In 2021, only Norway exceeded pre-pandemic life expectancy. Everywhere the situation is worse than it would be without the pandemic. To assess the impact of recent developments on life expectancy, the Leverhulme Center for Demographic Sciences at Oxford University and the Max Planck Institute for Demographic Research collected data from 29 predominantly European countries, plus Chile and the United States.

What is life expectancy

Life expectancy is an indicator to summarize the structure of mortality in a country for a given year. It is calculated on the basis of deaths from all causes, so it does not depend on the accuracy of COVID death registration and can give a broad picture of how the pandemic has affected mortality. In other words, it is the number of years a person born today can expect to live if they lived their entire lives with the current year's mortality rate.

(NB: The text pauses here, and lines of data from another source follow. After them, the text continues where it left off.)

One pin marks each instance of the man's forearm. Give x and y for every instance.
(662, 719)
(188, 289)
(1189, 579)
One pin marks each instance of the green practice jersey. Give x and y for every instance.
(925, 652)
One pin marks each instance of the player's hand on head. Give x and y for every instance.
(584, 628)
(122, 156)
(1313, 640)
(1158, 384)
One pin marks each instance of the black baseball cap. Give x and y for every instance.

How COVID-19 has changed global mortality rates

The study showed that in 2020, life expectancy has changed in almost all countries studied, except for Norway and Denmark. But in 2021, life expectancy has improved compared to 2020, and in others it has become even worse. A further drop in Eastern Europe was likely because the region moved away from the early waves of COVID during 2020. This was combined with less vaccine distribution when the big waves came in 2021. Bulgaria received a staggering loss of 3.5 years. since 2019 (1.5 and 2 years in 2020 and 2021 respectively).

 Scientists told where in the world the highest chances of surviving to old age -mire-samye-vysokie-shansy-dozhit-do-starosti-461dfc0.jpg

In the United States, the vaccine began to be distributed earlier. However, the country lagged behind Europe with losses of 2 years in 2020 and 3 months in 2021. Vaccine use in America was lower than in Europe, which may explain the difference. It could also refer to life expectancy in the US, which has been lagging behind European countries for many years. In addition, in parallel with COVID, the United States recorded an increase in the number of deaths from drug overdose.

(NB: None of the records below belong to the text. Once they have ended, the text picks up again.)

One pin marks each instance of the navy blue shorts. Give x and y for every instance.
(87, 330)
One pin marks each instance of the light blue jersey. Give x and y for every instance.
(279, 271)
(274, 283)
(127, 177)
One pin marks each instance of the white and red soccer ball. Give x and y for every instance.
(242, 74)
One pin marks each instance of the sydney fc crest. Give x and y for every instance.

England and Wales fell somewhere in between, gaining 2.1 months in 2021 after losing nearly a year in 2020. Even for countries that have done relatively well, COVID has still interrupted the trajectory of decreasing mortality rates.

Life expectancy at birth by country, 2019-2021

In general, mortality in last year shifted towards younger people. This is due to the high vaccination coverage at older ages. Countries with the best vaccination coverage for people over 60 years of age had better life expectancy.

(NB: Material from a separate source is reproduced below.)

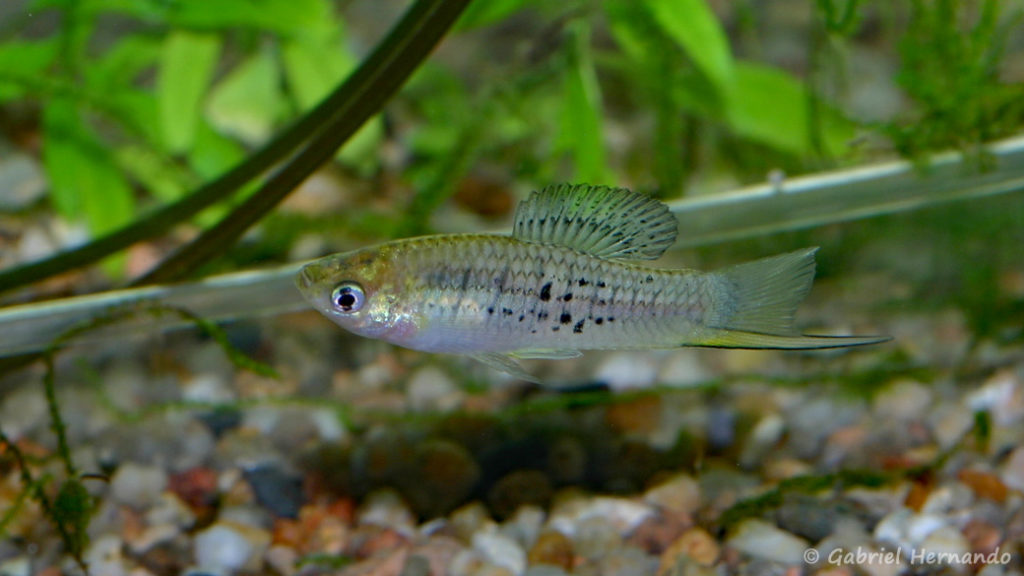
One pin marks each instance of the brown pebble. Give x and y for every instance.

It turned out that the losses from the pandemic were such as we have not seen since the Second World War in Western Europe or since the collapse of the Soviet Union in Eastern Europe. In addition, the “coronavirus is like the flu” claim has been debunked, as COVID has left a far worse imprint on life expectancy than previous pandemics.

The researchers also reported a significant reduction in life in Mexico and Brazil. And noted that the prospects for a recovery in life expectancy in 2022 continue to be vague.